Diverging: Gold and its Miners
I am beavering away at my gold price variable array which I mentioned in an earlier Substack. The general objective is to create a set of graphics which will, at a glance, give people a sense of where the market for gold and gold company shares is headed. Part of that process is taking a look at assorted variables vis a vis other variables. One way of doing that is using the excellent and free tools at Yahoo Finance.
It is a bit tough to read, but the thick, dark blue line is the Shanghai Gold (USD) Futures (Dec), the golden yellow line is VanEck Gold Miners ETF (GDX) and the pink line is VanEck Junior Gold Miners ETF (GDX). The right axis is % above base.
The Shanghai December Gold future is up 34.66%, the GDX is up 5.16% and the GDXJ is down 10.02%.
Subbing out Shanghai and inserting COMEX USD Gold Futures (Dec) we get this chart:
Gold up 47%, GDX up 24.9% and GDXJ at 0%.
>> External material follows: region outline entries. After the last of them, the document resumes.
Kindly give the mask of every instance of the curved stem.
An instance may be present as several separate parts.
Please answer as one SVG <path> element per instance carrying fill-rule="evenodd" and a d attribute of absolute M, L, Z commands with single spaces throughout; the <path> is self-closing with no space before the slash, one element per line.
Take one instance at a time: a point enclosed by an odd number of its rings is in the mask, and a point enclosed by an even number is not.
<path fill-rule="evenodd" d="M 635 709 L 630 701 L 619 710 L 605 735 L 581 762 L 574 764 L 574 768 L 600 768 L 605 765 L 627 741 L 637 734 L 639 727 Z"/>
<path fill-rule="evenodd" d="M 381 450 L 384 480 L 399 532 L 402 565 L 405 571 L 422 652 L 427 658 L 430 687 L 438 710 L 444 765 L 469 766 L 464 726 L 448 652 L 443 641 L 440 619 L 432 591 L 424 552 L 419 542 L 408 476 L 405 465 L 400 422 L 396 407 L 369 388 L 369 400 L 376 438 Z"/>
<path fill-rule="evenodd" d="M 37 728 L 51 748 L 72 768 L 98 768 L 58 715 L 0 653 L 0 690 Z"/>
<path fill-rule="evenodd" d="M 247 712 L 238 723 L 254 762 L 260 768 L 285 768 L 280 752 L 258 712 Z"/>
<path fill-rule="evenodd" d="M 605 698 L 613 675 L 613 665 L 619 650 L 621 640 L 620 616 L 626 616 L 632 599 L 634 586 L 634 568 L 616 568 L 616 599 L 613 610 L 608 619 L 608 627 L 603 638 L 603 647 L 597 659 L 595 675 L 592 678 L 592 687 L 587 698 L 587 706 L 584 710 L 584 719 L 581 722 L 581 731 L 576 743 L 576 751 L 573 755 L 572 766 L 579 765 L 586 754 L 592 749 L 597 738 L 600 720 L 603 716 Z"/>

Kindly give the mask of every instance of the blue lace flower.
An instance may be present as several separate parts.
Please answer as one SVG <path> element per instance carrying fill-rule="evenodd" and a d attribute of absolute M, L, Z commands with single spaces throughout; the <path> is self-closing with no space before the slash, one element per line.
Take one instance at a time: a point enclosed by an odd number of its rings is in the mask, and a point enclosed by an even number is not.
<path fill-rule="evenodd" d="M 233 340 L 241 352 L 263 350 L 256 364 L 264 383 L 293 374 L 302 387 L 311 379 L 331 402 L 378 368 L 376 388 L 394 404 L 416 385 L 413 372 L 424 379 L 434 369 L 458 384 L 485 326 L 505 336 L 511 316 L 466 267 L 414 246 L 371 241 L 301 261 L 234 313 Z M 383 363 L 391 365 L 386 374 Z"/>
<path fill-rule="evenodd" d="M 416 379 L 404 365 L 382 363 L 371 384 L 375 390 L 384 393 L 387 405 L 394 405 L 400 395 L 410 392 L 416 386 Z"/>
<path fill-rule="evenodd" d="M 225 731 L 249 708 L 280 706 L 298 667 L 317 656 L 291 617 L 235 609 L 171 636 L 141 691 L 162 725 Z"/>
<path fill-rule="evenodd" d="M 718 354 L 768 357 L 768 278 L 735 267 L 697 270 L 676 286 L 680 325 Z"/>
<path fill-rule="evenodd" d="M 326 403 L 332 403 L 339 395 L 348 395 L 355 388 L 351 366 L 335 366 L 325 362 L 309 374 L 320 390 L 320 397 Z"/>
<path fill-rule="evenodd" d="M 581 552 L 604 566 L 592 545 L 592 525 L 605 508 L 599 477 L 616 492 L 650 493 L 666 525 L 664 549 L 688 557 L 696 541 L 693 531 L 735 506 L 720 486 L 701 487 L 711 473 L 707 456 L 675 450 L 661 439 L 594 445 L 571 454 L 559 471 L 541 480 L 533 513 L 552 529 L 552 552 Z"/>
There are lots of arguments to be had about the different baselines and the different rules for the Shanghai and COMEX future writing (Shanghai demands actual gold in its vaults before you can write a contract, COMEX, essentially, lets you write naked.) But what I find striking is the divergence on each of the charts between the price of gold and the price of shares in gold producers.
The gap seems to have begun in April 2022 when gold began to sell off a bit and the GDX and GDXJ crashed hard. By April 2023 the GDX closed the gap but, by May, had fallen right back off as gold traded flat.
The GDXJ never closed the gap and, as COMEX gold traded “flat”, remained depressed.
Using Shanghai Futures the divergence is even clearer: the April 2022 gold future price peak and subsequent decline created a decline in both GDX and GDXJ and the gap has just kept growing.
Now, my bullish friends will suggest that the two ETFs are coiled like springs storing energy for the next gold bull run. They will point out that GDX and GDXJ, rose much more quickly than the gold price itself in the August 2020 gold run-up.
Bears will point to the last couple of years when the ETFs generally underperformed the price of gold and, especially, to the GDXJ’s lackluster performance.
My own takeaway is more modest. Generally, the gold ETFs trend downward when there is not much happening with the price of gold and only come alive when gold goes for a run.
However, a smart investor seeing gold take a run, could do well taking a position in GDX and very well if they caught GDXJ on the hop.
One last chart for context:
If you look over the last 20 years, not adjusting for inflation, the last three years have each had gold peak prices over $2000 per ounce. There have been swings but the actual price of gold never dropped below $1500.
A pretty strong argument can be made that both the GDX and the GDXJ, since 2022, have been significantly underpriced relative to the value of the gold their companies are producing.
Some of that undervaluation can be attributed to secular factors such as the rising costs of actually producing gold and the slow decline in grade many big producers are experiencing. But I am pretty sure that these secular factors are relatively minor compared to the overall market’s simply having lost interest in gold and gold producers. After all, there is Tesla to buy and Bitcoin to trade.
For gold bugs it is always 2006, for pessimists it is always 2011, for the rest of us, divergence may make GDX and GDXJ interesting buy-and-hold opportunities.
[Disclaimer: This is not investment advice. I am not an investment professional. I am down about 30% at the moment. I will write about companies that I hold. I will disclose any holdings. Do your own due diligence. Do it hard. Call the CEO.]